Filters: Doing It Your Way
One of the basic philosophies of Linux (as with all flavours of Unix) is that each program does one particular task, and does it well. Often you combine several programs to achieve something, either at the shell prompt or in a script, by piping the output of one program into the next. I'm talking about things like
ls -l | more
and
ps -auxw | \ grep netscape >> people.who.should.be.working
But what if the output of one program isn't in the format needed for the next? We need some way of processing the output of one program so that it is ready for the next.

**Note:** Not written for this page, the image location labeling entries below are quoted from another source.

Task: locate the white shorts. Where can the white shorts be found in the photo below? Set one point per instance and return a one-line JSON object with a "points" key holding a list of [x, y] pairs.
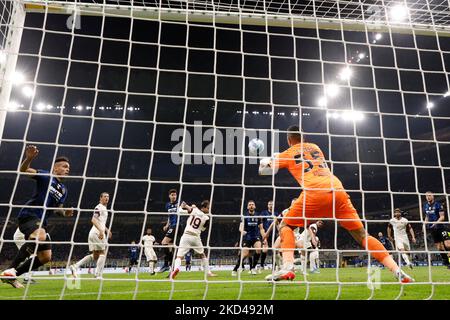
{"points": [[150, 254], [95, 244], [188, 242], [306, 239], [19, 238], [402, 244], [314, 254]]}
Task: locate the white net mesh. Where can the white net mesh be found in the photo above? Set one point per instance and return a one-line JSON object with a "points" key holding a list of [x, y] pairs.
{"points": [[147, 96]]}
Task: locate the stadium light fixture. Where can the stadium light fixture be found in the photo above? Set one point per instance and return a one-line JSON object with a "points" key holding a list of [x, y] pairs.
{"points": [[331, 90], [28, 91], [322, 102], [345, 74], [2, 57], [17, 78], [12, 106], [399, 12], [40, 106]]}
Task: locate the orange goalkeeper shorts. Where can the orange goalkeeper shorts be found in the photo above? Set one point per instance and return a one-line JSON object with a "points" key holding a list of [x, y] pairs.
{"points": [[319, 204]]}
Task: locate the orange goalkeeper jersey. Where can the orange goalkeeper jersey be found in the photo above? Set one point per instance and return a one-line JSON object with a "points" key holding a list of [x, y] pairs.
{"points": [[306, 163]]}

Fortunately, there are many Linux programs that do this job: read some input, perform some operations on it, and write the altered data as the output. These programs are called filters. Some filters do quite limited tasks, such as head, grep and sort, whereas others are more flexible, such as sed and awk. In this article, we're going to look at several of these more flexible filters, and give several examples of what can be done with them.
The name “sed” is a contraction of stream editor; sed applies editing commands to a stream of data. A common use for sed is to replace one text pattern with another, as in
sed 's/Fred/Barney/g' foo
This command takes the file foo, changes every occurrence of Fred to Barney, and writes the modified version to standard output.

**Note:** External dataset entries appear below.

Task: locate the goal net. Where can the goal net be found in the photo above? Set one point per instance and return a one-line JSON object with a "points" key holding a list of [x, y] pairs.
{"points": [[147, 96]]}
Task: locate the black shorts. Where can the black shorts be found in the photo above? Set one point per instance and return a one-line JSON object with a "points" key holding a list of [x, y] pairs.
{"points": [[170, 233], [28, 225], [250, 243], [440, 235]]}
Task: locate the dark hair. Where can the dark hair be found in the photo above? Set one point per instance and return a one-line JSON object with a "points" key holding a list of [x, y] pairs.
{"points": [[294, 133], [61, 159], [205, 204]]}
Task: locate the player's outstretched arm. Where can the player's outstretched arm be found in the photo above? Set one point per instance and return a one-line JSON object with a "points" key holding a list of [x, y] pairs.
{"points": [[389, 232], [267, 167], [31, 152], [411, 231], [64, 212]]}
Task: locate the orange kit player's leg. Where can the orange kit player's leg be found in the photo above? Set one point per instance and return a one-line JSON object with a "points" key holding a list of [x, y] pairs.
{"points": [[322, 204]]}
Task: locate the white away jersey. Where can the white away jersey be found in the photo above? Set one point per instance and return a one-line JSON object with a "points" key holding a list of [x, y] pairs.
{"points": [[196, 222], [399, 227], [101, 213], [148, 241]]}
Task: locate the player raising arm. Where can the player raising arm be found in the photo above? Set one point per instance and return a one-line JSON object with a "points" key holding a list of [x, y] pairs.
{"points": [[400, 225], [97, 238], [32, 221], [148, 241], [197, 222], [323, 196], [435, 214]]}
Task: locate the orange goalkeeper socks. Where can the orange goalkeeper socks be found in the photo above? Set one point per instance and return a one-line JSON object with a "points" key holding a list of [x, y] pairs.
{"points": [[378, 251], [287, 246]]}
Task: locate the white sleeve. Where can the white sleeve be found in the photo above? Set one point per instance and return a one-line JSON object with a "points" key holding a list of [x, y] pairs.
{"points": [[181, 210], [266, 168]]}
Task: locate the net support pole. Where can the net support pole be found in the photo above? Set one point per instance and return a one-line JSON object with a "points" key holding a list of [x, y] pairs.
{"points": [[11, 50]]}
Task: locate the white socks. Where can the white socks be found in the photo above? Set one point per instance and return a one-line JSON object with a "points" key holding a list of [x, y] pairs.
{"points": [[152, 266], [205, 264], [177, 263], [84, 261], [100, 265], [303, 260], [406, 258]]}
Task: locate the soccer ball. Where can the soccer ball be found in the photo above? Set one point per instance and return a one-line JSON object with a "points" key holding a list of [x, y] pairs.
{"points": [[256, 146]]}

Note that in this example we have placed the actual sed commands inside single quotes. Sed doesn't require that commands be quoted this way, but you will need to use quotes if the sed command includes characters that are special to the shell, such as $ or *. This example doesn't have any special characters, so we could just as easily have left out the quotes. Try it and see.
Without the input file foo, sed reads from standard input, so we could achieve the same result with the command
sed 's/Fred/Barney/g' < foo
or
cat foo | sed 's/Fred/Barney/g'
Note that the first two versions are generally preferred to the third. Using cat just to send input into a pipe creates an extra process which can often be avoided.
We also have to consider the output. By default, the results appear on standard output, but this isn't always what we want. One option is to pipe the output through a pager, for example
sed 's/Fred/Barney/g' foo | more
or to redirect it to a file
sed 's/Fred/Barney/g' foo > bar
While it is often tempting to write
sed 's/Fred/Barney/g' foo > foo
the only thing this achieves is to delete contents of the file foo! Why? Because the first thing the shell does with this command is to open the file foo for output, destroying what was there already. When it tries to read from foo, there is nothing there to read. The result is an empty file. This is an easy mistake to make when redirecting output in this way, so do be careful.
Awk is a bit more flexible than sed; it is a full-fledged programming language in its own right. However, don't let that put you off. Writing simple programs in awk is surprisingly easy, and it often doesn't feel like a programming language [See page 46 of Linux Journal issue 25, May 1996—ED]. For example, the command
awk '{print NR, $0}' foo
prints the file foo, numbering each line as it goes. Awk can also read its input from a pipe or from standard input, exactly like sed, and also writes on standard output, unless you redirect it. The bit between the quotes (which are necessary, since the {} characters are also special characters to the shell) is the awk program. I said they can be simple, didn't I? An awk program is simply a sequence of one or more pattern-action statements, in the form
pattern { action }
Each input line is tested against each pattern in turn. When an input line matches a pattern, the corresponding action is performed. Either the pattern may be empty, in which case every line matches, or the action may be empty, in which case the default action is to print the line.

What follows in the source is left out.